# K Means Clustering

In [6]:
import numpy as np
import matplotlib.pyplot as plt
%matplotlib notebook

In [7]:
m1, cov1 = [9, 8], [[1.5, 2],[1, 2]]
m2, cov2 = [5, 13], [[2.5, -1.5],[-1.5, 1.5]]
m3, cov3 = [3, 7], [[0.25, 0.5],[-0.1, 0.5]]

data1 = np.random.multivariate_normal(m1, cov1, 250)
data2 = np.random.multivariate_normal(m2, cov2, 180)
data3 = np.random.multivariate_normal(m3, cov3, 100)

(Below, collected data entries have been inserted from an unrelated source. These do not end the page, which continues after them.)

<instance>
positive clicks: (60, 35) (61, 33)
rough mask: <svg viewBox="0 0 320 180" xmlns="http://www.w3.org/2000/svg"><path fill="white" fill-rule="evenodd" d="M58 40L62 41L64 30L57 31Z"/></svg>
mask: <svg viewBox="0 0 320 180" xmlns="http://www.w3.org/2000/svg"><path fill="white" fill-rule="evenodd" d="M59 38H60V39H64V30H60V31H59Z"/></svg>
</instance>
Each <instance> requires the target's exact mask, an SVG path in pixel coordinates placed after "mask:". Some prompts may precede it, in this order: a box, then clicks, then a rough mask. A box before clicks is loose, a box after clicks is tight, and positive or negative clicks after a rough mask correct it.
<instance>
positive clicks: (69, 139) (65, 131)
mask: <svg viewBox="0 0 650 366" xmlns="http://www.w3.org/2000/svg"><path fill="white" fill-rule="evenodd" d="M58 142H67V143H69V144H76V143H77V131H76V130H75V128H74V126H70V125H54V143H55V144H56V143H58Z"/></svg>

X = np.vstack(( data1, np.vstack((data2, data3)) ))

np.random.shuffle(X)

X.shape


  """
  import sys


(530, 2)

In [8]:
def kMeans(X, k, max_iters=15, show_animation=False):
    
    row_indexes = np.random.choice(np.arange(len(X)), k)
    centroids = X[row_indexes, :]
    
    for iter in range(max_iters):
        C = np.asarray([np.argmin([np.dot(x-c, x-c) for c in centroids]) for x in X])
        centroids = [ X[C==i].mean(axis=0) for i in range(k)]
        
        if show_animation:
            show(X, C, np.array(centroids))
        
    return np.array(centroids), C
    

In [9]:
import time

fig = plt.figure()
ax = fig.add_subplot(111)
plt.ion()
fig.show()
fig.canvas.draw()

def show(X, C, centroids):   
    print('*', end=' ')
    ax.clear()

    num_centroids = centroids.shape[0]
    for i in range(num_centroids):
        ax.plot(X[C == i, 0], X[C == i, 1], 'o')
    
    ax.plot(centroids[:,0],centroids[:,1],'*k',markersize=20)
    
    fig.canvas.draw()
    time.sleep(0.5)

<IPython.core.display.Javascript object>

In [10]:
print('Look at the animation above.')
centroids, C = kMeans(X, 3, show_animation=True)

show(X, C, centroids)

print('Done')
print(centroids)

Look at the animation above.
* * * * * * * * * * * * * * * * Done
[[ 8.94520835  7.9831465 ]
 [ 2.89729922  7.04369986]
 [ 5.06939247 13.04370212]]


# K-Means

1. Decide the number of k cluster centers

2. Choose any k random points from your data as cluster centers

3. Assign all other data points to one of these centers based on L1 or L2 distance

4. Take the mean of each new grouping and use as the new cluster center.

5. Iterate until convergaence



#### Instance based algorithm vs Parametric algorithms

KNN - Instance based

K-Means - Parametric


#### How to choose number of centroids?

Loss = Sum of distances of all points form their final assigned centroid

Plot (x) different values of k vs. (y) the corresponding loss. 

The loss will decline and then plateau as k increases.

#### NP-Hard problems 

Don't have an exact solution in polynomial time

They take exponential time to be solved O(2^n)

Clustering 1000 points into 5 groups is NP-Hard

So we use an 'Approximation algorithm' like K-means to reduce complexity from O(2^n) to O(n^k)

#### Overfitting vs Underfitting (Later?)